The demand function for the firm is given by Q = 100 - 0.14P, and the marginal revenue function is MR = 100 - 0.28P.

The marginal cost function is MC = 25 + 10Q.

Setting MR equal to MC, we get:

100 - 0.28P = 25 + 10Q

Solving for Q, we get:

Q = 62.5 - 0.14P

Substituting this expression for Q into the demand function, we get:

100 - 0.14P = 62.5 - 0.14P

Solving for P, we get:

P = 98.88

Therefore, the firm will charge $98.88.

b. The firm will generate profits of $625.

The total revenue is TR = PQ, where P is the price and Q is the quantity. Plugging in the values, we get:

TR = 98.88 * 62.5 = 6,173.50

The total cost is TC = MCQ, where MC is the marginal cost and Q is the quantity. Plugging in the values, we get:

TC = (25 + 10 * 62.5) * 62.5 = 5,546.88

Therefore, the firm's profits are π = TR - TC = 6,173.50 - 5,546.88 = $626.62.

c.
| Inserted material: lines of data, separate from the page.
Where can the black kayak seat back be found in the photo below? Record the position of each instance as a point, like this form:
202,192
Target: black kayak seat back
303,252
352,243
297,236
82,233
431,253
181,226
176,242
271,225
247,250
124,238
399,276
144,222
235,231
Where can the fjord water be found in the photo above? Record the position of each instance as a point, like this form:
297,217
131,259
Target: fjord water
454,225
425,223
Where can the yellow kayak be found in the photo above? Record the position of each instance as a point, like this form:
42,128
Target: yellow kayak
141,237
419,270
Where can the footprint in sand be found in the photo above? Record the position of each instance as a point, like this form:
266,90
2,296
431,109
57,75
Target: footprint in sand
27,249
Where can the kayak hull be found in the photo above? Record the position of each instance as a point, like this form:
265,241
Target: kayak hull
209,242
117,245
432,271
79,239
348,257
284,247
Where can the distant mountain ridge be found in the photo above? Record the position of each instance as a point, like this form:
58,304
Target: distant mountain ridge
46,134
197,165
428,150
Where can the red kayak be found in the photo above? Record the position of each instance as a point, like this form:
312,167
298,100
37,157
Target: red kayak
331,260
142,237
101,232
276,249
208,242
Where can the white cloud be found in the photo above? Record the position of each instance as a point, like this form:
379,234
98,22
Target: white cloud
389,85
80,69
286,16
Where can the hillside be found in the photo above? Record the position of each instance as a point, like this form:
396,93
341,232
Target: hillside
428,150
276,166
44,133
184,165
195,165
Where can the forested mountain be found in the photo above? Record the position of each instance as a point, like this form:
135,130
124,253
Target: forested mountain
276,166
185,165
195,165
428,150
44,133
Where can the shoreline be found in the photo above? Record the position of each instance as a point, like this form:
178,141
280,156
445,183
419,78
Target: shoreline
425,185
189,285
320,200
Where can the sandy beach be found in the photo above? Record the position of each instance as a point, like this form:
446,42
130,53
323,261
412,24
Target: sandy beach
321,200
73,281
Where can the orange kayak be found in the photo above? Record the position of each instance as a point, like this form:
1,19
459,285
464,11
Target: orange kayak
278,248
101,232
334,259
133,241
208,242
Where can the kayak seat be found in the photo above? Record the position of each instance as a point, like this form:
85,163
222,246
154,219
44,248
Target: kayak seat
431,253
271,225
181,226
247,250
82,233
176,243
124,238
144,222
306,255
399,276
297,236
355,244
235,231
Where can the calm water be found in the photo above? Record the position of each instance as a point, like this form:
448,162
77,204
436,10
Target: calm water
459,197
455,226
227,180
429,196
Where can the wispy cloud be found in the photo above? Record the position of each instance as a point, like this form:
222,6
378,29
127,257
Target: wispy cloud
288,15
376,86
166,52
The firm will generate profits of $65 and sell 25 units.

Under first-degree price discrimination, the firm can charge each customer their maximum willingness to pay. The maximum willingness to pay for each customer is given by the demand function: Q = 100 - 0.14P.

The firm can maximize its profits by charging each customer their maximum willingness to pay. This means that the firm will charge each customer a price equal to their individual demand

Therefore, the firm will generate profits of $65 and sell 25 units under first-degree price discrimination.